As the title implies, Sanford lives with his only son, Lamont (Demond Wilson), and his wife Elizabeth passed away some 20 years prior. The grumpy, close-minded old timer Sanford and his somewhat more progressive offspring are continually at odds with one another, even though they clearly need one another to survive. The Sanfords are dirt poor, and in one episode it’s revealed that between the two of them they only make $7,000 a year – and $3,000 of that comes from Fred’s social security checks. And yet because this is a sitcom, and despite their continued failed efforts to try to better their lives, there’s really no tragedy to be seen here. They don’t get depressed about their surroundings, but instead seem to live with an eternal hope that life will one day turn around for them. Thing is, it never really does, and the show more or less ended (after six seasons) in the same hopeless place it began. If you’ve never seen “Sanford and Son,” it’s probably difficult to believe such material could be riotously funny, and yet you must believe me when I say that it is.
A huge part of the gimmick relies on insult humor, and Foxx delivers one zinger after another from each installment to the next, many of which are directed at his Bible toting and quoting sister-in-law, Esther (LaWanda Page, playing an ideal comic foil).
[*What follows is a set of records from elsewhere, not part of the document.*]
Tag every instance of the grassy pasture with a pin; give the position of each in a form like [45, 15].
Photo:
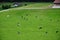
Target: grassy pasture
[30, 24]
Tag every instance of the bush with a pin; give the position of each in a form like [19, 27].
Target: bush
[6, 6]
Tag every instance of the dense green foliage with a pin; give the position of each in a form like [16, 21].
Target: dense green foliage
[30, 24]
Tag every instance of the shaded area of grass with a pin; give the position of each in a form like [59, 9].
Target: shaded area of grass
[25, 24]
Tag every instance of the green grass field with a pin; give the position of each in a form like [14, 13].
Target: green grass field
[30, 24]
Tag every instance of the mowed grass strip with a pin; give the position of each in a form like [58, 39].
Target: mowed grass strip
[30, 24]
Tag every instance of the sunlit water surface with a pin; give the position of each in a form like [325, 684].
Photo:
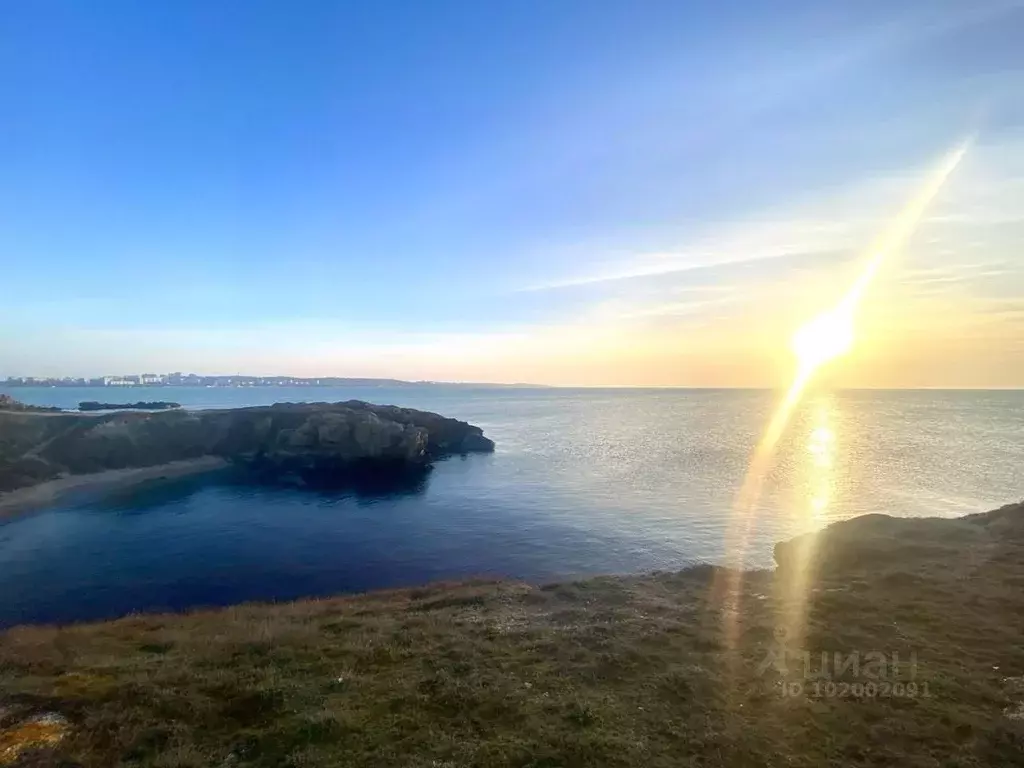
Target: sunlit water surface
[583, 481]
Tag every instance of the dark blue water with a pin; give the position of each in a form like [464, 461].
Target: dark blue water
[583, 482]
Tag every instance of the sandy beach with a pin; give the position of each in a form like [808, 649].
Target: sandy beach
[35, 497]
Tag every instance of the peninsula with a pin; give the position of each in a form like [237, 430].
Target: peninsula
[303, 443]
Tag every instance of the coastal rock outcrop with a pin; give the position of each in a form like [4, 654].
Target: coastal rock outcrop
[316, 441]
[140, 406]
[9, 403]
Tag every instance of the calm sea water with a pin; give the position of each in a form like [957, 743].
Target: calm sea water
[583, 481]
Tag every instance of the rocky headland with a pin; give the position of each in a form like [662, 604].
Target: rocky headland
[139, 406]
[301, 442]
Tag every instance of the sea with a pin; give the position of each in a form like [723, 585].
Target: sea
[583, 481]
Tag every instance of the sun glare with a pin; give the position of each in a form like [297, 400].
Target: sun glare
[824, 338]
[818, 342]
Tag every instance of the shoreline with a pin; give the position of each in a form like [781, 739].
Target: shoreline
[49, 492]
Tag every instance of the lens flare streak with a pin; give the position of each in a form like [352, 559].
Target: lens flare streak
[821, 340]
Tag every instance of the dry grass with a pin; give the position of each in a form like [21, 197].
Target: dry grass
[606, 672]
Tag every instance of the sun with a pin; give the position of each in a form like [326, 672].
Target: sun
[824, 338]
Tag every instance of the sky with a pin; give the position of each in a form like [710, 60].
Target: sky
[577, 193]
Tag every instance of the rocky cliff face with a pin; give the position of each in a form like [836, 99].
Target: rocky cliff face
[298, 439]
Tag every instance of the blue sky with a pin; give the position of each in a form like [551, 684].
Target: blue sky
[576, 193]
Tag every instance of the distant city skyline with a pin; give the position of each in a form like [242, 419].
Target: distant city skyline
[572, 193]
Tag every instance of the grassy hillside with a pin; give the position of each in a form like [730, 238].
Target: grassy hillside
[647, 671]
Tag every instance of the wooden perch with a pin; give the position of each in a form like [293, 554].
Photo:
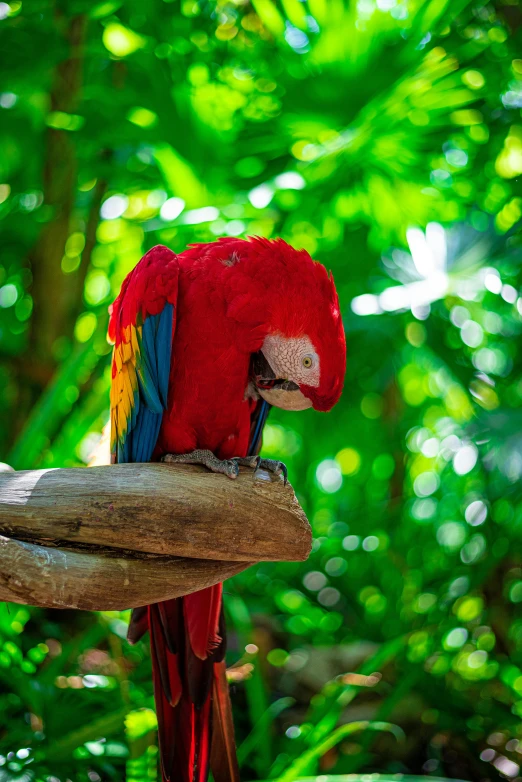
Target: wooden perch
[120, 536]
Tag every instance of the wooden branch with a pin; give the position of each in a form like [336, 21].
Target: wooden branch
[113, 537]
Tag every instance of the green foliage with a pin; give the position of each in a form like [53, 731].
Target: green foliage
[385, 137]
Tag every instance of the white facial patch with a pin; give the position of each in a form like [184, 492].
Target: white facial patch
[292, 358]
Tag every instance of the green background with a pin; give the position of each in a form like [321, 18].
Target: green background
[385, 137]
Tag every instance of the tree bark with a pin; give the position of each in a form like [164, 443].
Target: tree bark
[120, 536]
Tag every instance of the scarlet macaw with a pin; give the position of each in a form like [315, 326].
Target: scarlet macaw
[205, 342]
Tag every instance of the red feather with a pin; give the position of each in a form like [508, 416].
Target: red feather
[228, 295]
[202, 611]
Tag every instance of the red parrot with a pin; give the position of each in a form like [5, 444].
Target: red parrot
[205, 342]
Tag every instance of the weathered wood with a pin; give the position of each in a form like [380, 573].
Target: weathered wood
[121, 536]
[172, 510]
[59, 578]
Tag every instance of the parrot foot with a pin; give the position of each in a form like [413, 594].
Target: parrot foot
[228, 467]
[274, 466]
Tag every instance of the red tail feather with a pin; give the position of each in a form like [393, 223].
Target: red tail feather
[187, 650]
[202, 618]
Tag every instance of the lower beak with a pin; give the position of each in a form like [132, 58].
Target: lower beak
[279, 392]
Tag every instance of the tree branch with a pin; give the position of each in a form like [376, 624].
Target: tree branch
[120, 536]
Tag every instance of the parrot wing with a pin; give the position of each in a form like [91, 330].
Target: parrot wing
[142, 327]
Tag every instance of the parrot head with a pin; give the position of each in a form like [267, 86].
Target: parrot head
[302, 360]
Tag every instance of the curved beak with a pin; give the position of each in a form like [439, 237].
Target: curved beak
[279, 392]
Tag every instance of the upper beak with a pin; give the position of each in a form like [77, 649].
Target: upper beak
[265, 377]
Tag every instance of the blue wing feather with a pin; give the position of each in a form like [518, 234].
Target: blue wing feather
[153, 380]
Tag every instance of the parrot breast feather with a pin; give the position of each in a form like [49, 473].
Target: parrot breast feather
[142, 327]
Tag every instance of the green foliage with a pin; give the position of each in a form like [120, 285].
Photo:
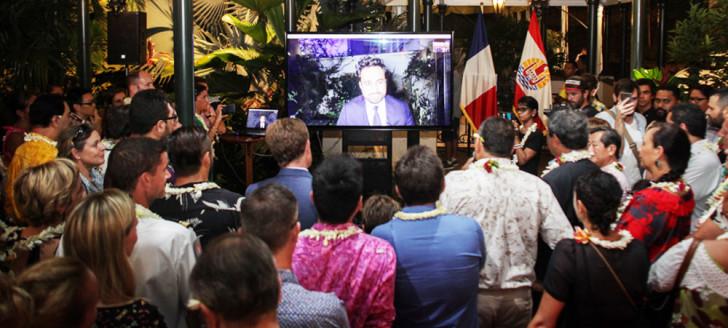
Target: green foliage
[38, 42]
[700, 41]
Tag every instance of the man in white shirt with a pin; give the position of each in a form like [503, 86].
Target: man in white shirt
[513, 208]
[629, 124]
[604, 144]
[164, 254]
[704, 171]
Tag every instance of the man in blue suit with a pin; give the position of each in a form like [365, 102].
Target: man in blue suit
[288, 141]
[374, 107]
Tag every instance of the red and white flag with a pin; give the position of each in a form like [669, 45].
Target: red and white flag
[478, 98]
[533, 77]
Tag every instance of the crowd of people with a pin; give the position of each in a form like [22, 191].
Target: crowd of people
[111, 220]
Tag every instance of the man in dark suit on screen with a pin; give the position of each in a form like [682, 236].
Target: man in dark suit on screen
[374, 107]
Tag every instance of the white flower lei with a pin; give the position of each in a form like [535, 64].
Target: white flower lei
[44, 236]
[439, 210]
[715, 201]
[196, 190]
[673, 186]
[570, 157]
[145, 213]
[329, 235]
[32, 136]
[712, 147]
[621, 243]
[531, 129]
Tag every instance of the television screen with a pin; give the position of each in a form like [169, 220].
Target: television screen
[377, 80]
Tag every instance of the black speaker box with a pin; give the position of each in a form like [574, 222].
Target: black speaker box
[127, 42]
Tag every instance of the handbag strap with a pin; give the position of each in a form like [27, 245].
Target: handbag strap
[685, 264]
[614, 274]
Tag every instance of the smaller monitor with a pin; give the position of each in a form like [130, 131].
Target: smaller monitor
[260, 118]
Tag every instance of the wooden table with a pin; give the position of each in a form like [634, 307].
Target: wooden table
[248, 143]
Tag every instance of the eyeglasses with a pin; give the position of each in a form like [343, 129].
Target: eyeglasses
[83, 132]
[379, 82]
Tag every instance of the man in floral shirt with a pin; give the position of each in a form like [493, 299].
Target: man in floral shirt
[337, 256]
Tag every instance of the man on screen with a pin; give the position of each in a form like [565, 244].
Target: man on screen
[374, 107]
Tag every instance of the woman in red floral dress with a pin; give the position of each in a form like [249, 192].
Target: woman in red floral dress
[658, 213]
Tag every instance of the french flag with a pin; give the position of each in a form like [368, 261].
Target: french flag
[533, 77]
[478, 98]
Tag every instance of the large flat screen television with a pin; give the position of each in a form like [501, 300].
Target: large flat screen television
[373, 80]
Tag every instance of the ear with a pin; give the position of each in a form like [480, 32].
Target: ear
[207, 159]
[211, 319]
[612, 149]
[683, 127]
[74, 154]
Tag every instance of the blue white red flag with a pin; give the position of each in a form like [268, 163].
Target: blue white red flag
[478, 98]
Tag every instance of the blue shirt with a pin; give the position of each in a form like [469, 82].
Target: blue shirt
[298, 181]
[438, 268]
[304, 308]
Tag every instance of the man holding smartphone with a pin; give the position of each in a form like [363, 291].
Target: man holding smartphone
[631, 125]
[578, 93]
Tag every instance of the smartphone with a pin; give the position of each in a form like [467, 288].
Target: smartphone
[229, 109]
[625, 95]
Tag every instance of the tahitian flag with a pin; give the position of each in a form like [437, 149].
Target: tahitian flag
[533, 77]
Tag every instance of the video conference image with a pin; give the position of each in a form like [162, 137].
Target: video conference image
[373, 80]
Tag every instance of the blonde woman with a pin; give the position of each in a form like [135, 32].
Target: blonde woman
[82, 144]
[44, 194]
[101, 232]
[64, 293]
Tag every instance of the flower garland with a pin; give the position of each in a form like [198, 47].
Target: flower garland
[108, 144]
[491, 165]
[32, 136]
[618, 166]
[145, 213]
[673, 186]
[715, 200]
[439, 210]
[531, 129]
[196, 190]
[583, 236]
[570, 157]
[12, 240]
[330, 235]
[201, 120]
[712, 147]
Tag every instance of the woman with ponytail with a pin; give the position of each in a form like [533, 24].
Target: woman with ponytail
[597, 279]
[659, 212]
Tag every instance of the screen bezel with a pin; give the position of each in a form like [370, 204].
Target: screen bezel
[451, 34]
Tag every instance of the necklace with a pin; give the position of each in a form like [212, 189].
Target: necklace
[439, 210]
[195, 191]
[145, 213]
[531, 129]
[330, 235]
[494, 164]
[32, 136]
[672, 186]
[617, 165]
[715, 201]
[583, 236]
[570, 157]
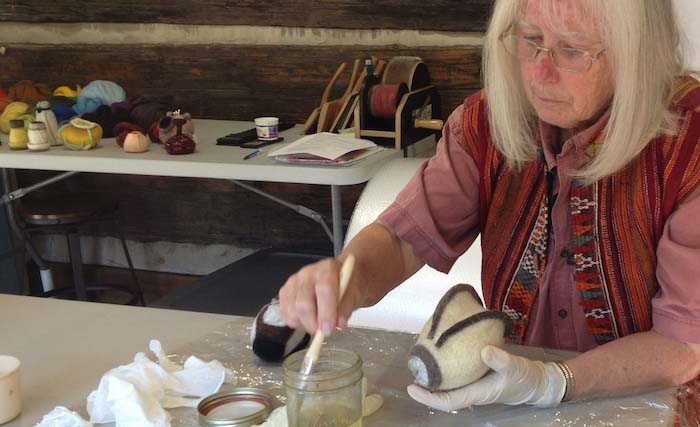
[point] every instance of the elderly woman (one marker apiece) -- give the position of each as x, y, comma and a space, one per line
579, 164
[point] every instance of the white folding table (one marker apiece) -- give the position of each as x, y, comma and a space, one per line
66, 346
208, 161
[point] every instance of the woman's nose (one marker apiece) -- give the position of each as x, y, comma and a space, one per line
543, 67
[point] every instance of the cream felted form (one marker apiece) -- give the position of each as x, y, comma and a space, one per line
447, 354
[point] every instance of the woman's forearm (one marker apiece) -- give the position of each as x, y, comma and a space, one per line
636, 362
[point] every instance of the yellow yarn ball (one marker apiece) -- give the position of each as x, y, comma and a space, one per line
67, 91
11, 112
80, 134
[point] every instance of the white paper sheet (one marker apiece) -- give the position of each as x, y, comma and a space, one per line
324, 144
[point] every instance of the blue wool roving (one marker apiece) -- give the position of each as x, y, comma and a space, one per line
96, 93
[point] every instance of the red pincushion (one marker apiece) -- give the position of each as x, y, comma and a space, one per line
153, 133
180, 144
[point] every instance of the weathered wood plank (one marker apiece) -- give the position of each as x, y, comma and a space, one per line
208, 211
441, 15
229, 82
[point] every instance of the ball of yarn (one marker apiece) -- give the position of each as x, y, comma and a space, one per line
66, 91
136, 142
122, 129
63, 113
4, 102
29, 92
96, 93
79, 134
11, 112
45, 114
63, 100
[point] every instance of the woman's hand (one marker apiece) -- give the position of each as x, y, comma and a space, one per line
309, 298
513, 381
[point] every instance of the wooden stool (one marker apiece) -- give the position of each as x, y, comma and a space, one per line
69, 214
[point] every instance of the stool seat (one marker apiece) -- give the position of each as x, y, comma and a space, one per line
65, 209
68, 214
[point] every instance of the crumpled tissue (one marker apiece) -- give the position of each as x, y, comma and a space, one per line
137, 394
63, 417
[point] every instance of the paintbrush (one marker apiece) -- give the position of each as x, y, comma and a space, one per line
312, 353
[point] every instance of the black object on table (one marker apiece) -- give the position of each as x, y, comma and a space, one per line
243, 287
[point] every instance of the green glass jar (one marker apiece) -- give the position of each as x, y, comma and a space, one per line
331, 396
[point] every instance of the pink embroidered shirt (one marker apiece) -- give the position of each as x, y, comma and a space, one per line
437, 214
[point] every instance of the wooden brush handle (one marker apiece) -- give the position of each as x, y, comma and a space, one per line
315, 348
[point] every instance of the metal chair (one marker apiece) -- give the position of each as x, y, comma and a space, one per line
70, 214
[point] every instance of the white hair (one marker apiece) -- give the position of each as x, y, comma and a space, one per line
644, 50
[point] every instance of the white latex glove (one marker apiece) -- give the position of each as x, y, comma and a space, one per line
513, 381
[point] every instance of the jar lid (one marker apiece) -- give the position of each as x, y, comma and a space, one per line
240, 407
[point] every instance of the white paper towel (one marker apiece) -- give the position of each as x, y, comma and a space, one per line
137, 394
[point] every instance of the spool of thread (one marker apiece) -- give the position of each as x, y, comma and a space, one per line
38, 137
18, 135
383, 99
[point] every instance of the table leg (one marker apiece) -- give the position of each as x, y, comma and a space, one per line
337, 207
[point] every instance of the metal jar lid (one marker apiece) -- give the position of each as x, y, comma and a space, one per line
240, 407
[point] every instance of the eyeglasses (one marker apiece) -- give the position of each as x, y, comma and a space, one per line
564, 58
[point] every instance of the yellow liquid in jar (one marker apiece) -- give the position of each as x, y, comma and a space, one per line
329, 416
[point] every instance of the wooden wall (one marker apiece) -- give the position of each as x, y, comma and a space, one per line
233, 81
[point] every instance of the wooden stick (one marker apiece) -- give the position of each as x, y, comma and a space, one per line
312, 353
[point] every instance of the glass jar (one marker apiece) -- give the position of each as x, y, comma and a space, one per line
331, 396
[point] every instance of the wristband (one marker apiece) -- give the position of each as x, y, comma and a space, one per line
570, 383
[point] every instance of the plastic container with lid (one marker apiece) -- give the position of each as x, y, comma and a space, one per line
331, 396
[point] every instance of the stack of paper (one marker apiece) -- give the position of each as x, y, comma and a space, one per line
325, 148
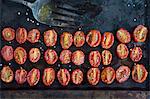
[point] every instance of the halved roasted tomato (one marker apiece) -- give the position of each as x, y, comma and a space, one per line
50, 56
63, 76
108, 75
93, 38
34, 55
21, 35
106, 57
107, 40
122, 51
79, 38
21, 76
66, 40
33, 35
139, 73
136, 54
7, 53
50, 37
140, 33
78, 57
94, 58
65, 56
77, 76
33, 77
122, 74
20, 55
8, 34
48, 76
123, 35
7, 74
93, 76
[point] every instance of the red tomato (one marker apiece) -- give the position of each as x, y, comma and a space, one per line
136, 54
34, 55
21, 76
107, 40
106, 57
140, 33
8, 34
50, 56
93, 76
33, 35
21, 35
33, 77
63, 76
48, 76
7, 74
77, 76
93, 38
66, 40
139, 73
78, 57
122, 51
108, 75
122, 74
79, 38
7, 53
65, 56
123, 35
20, 55
94, 58
50, 37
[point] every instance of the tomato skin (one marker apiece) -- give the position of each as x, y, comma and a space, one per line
143, 32
92, 35
107, 40
7, 53
94, 58
50, 37
64, 81
8, 34
21, 35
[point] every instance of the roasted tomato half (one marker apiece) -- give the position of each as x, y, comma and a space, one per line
48, 76
7, 74
106, 57
136, 54
122, 51
139, 73
7, 53
79, 38
20, 55
78, 57
66, 40
122, 74
93, 76
8, 34
33, 35
140, 33
21, 76
50, 56
34, 55
93, 38
77, 76
65, 56
108, 75
21, 35
63, 76
123, 35
50, 37
107, 40
33, 77
94, 58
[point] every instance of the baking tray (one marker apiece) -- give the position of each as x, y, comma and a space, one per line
114, 14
Often times the insults aren’t nearly as funny as Foxx’s delivery. An ongoing gag involves him calling Lamont a dummy, which you’d think would get old after a couple episodes, and yet it never really does. It’s the kind of comfortable punchline that you begin to see coming, and eventually start to count on for an easy laugh. The show is also remarkably candid with its racial slurs. There’s stuff that comes out of Foxx’s mouth that would never be uttered on television today, and indeed the episodes have been sometimes cut for content in syndication (although that’s not the case here). See the episode “Fred Sanford, Legal Eagle” for a shockingly gut-busting scene that liberally uses the n-word, which sort of proves my point: I can’t in good conscience type the word Foxx had so much fun with on primetime TV back in the mid-70s. But he’s an equal opportunity offender, and no race goes unpunished in this show at some time or another. The show has an almost addictive quality to it, and once you start spinning episodes, it’s difficult to stop, especially with a set like this. Even my 15-year old, who I thought for sure would tire of Foxx’s antics after a few episodes, has been taking the set off to his room to watch it on his own. Skinny white skater kid digging on the crusty old black dude – what higher compliment can the show be given?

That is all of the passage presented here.